Telling fans how at 14 years old her her greatest “work of art” was her bedroom, “A very cool, very classic teenage bedroom, Andie’s and Duckie’s from Pretty in Pink meets the Virgin Suicides,” she added, “I’d sit up there and vibe out, taking a lot of selfies. Creating a small-scale work of art using the self, and then examining the product from every angle, was the best method I had to express myself and exercise creatively at that time, and now I see it as an important PH incubation phase.”
“Ten years goes really fast. One minute you’re wearing a leather collar with a giant crystal hanging off it to a Chanel party, and the next you’re blonde. A lot of stuff isn’t good after ten years. But I am still totally touched by this sweet record.”
Going on to discuss her decision to start using cannabis, she explained to her fans how the drug was a huge help in her creative process. She said it “gave me a deeper understanding of sensory pleasure, and allowed me to start to see my world as a possible work of art.
Explaining how it aided in her ability to see things differently, she said, “I’d go on long walks around the neighbourhood, and began to mythologise the stuff around me (big empty floodlit rugby fields/bus rides/dark/streets/boredom/isolation) into the motifs that would become Pure Heroine.”
The singer’s lengthy email also included praise for Joel Little - from Goodnight Nurse - who worked as a producer on the chart-topping album. Lorde shared a 25-page transcript of a phone conversation between the pair as they spoke about the inspiration of the album.
One part of the transcript reveals what the Ribs singer felt when she decided she wanted to pursue life as a singer-songwriter, “To be having that realisation, like, holy sh**, this is what I want to do with my life. It was a very strong feeling.
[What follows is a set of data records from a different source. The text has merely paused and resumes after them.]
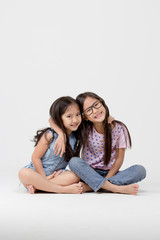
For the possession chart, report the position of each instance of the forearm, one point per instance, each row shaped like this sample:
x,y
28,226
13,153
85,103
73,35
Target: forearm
x,y
115,168
38,166
118,162
55,127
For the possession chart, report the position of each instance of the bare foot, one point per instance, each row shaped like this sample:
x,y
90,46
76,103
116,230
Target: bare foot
x,y
74,188
86,188
131,189
31,189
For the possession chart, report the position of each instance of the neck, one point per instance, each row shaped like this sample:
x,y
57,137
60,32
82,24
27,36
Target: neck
x,y
99,127
69,132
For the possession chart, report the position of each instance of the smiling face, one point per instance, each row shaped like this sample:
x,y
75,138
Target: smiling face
x,y
71,118
98,114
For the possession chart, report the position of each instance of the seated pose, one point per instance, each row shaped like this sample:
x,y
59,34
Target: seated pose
x,y
103,150
40,173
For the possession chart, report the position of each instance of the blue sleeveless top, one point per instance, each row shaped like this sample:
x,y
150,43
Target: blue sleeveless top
x,y
50,161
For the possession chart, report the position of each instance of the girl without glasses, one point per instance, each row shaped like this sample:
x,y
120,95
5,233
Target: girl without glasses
x,y
46,165
103,150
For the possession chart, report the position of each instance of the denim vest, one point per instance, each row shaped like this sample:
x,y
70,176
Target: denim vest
x,y
50,161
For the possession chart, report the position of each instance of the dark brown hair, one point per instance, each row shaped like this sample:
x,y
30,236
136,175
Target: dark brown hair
x,y
88,125
57,109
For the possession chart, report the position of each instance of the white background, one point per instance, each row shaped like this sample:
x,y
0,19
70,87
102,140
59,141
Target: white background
x,y
53,48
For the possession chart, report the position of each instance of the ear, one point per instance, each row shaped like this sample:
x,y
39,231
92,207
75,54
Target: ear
x,y
85,118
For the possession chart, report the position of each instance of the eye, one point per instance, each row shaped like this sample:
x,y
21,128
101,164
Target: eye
x,y
88,110
96,104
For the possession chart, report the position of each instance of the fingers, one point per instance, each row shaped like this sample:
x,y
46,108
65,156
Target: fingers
x,y
58,172
59,150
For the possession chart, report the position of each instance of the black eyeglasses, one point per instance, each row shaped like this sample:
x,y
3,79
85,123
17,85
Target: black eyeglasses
x,y
95,105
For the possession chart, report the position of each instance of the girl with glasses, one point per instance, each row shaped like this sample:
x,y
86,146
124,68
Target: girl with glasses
x,y
46,165
103,150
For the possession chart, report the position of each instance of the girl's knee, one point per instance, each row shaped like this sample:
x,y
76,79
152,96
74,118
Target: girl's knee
x,y
74,177
74,161
141,171
24,173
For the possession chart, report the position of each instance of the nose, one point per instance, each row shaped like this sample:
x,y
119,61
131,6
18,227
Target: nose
x,y
94,110
75,119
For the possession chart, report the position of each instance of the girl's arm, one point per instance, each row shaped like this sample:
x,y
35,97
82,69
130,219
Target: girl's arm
x,y
118,162
39,151
60,143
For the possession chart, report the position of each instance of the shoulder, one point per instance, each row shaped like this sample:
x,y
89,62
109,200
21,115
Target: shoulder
x,y
48,135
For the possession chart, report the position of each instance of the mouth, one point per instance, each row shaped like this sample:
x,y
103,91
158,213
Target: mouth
x,y
98,115
75,125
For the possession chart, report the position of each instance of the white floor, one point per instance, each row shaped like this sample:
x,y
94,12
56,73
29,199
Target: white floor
x,y
86,216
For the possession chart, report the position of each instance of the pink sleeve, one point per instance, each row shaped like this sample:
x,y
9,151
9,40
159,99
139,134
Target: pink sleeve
x,y
123,140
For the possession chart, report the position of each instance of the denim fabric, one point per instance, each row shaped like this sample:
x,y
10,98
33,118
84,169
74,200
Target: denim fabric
x,y
95,178
50,161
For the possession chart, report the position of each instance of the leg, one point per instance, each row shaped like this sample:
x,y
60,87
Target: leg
x,y
128,176
65,178
86,173
95,180
30,177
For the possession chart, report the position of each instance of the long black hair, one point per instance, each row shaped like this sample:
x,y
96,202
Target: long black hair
x,y
57,109
88,125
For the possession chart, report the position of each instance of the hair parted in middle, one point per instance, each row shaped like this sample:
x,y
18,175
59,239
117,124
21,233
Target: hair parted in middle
x,y
57,109
88,125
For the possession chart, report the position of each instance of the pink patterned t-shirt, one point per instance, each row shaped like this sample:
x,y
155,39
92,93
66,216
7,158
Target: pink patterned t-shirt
x,y
93,152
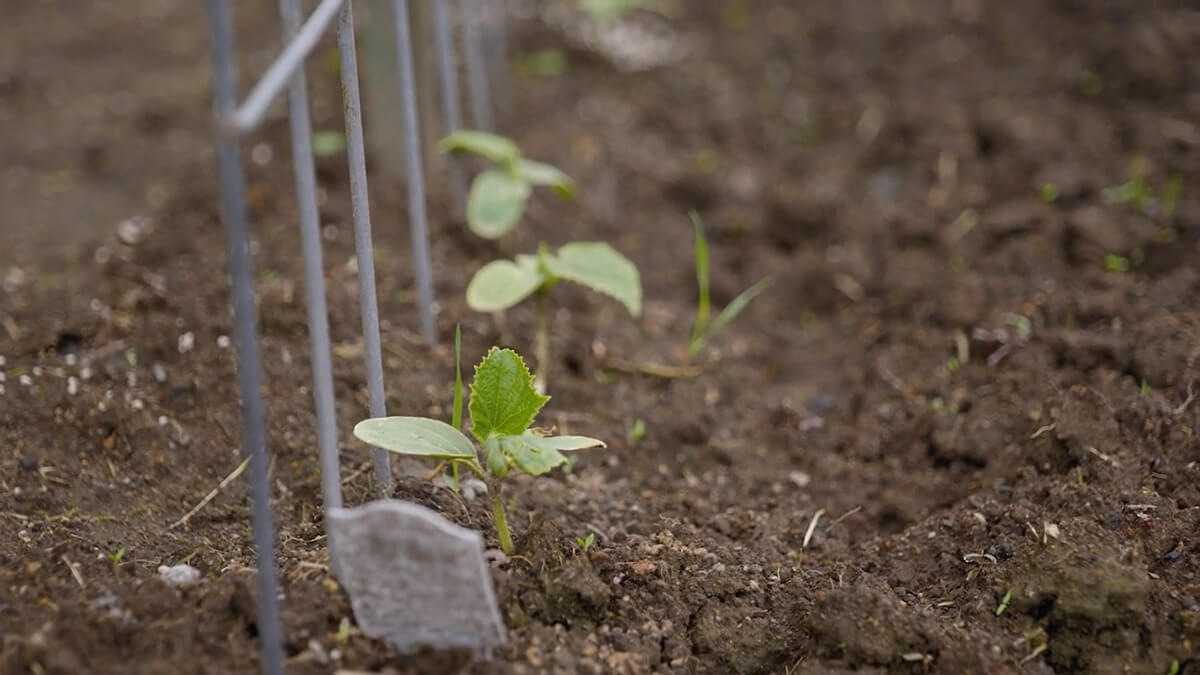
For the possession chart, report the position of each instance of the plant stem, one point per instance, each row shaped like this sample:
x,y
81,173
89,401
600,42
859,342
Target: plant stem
x,y
541,339
501,521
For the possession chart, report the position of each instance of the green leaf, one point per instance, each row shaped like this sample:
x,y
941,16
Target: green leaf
x,y
502,284
600,268
502,395
736,305
539,173
496,148
537,454
604,11
496,202
497,463
325,143
415,436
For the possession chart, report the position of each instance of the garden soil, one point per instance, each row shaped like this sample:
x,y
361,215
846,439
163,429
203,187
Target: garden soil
x,y
957,435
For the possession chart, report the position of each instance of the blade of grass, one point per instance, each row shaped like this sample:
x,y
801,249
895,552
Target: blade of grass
x,y
702,303
736,305
456,411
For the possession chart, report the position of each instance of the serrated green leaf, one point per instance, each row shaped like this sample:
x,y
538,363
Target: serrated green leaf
x,y
503,399
496,148
496,202
535,454
539,173
415,436
600,268
502,284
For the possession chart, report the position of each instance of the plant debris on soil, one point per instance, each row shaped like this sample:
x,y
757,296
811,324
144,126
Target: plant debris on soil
x,y
958,435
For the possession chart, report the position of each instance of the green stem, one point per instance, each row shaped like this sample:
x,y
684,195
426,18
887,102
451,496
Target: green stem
x,y
502,524
541,339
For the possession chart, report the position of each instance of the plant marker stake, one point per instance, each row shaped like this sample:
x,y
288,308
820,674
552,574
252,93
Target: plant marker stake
x,y
313,274
448,75
233,215
355,154
247,117
418,222
477,70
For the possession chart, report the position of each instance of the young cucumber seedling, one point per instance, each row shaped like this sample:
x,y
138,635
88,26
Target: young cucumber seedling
x,y
498,196
702,330
501,285
503,405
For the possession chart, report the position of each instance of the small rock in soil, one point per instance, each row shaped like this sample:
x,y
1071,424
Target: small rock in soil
x,y
179,574
414,578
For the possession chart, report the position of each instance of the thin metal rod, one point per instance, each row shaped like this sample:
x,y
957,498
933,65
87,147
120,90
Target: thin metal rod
x,y
472,13
451,111
313,274
496,42
364,250
418,221
247,117
233,215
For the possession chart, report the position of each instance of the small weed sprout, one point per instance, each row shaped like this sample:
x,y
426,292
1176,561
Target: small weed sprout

Like falling in love,” she said.
The Auckland-born artist continued to praise Little, noting he treated her “like we were peers, in the most sensitive and age-appropriate way”.
"Experiences exist only in you; you are sitting on a gold mine that no one can rob. Whatever that means to you, whatever that statement you were born to make is, I invite you to take a big breath and make it."
In true Lorde fashion, she signed off the email inspirationally, encouraging fans to chase their own dreams.
“Pure Heroine exists because I had the tiniest inkling of what I’ve now come to see as one of my guiding principles: that each of us have a handful of songs inside us that are ours, and only ours, to sing,” the singer wrote.
“Your specific interests and upbringing and physiology and experiences exist only in you; you are sitting on a gold mine that no one can rob. Whatever that means to you, whatever that statement you were born to make is, I invite you to take a big breath and make it.”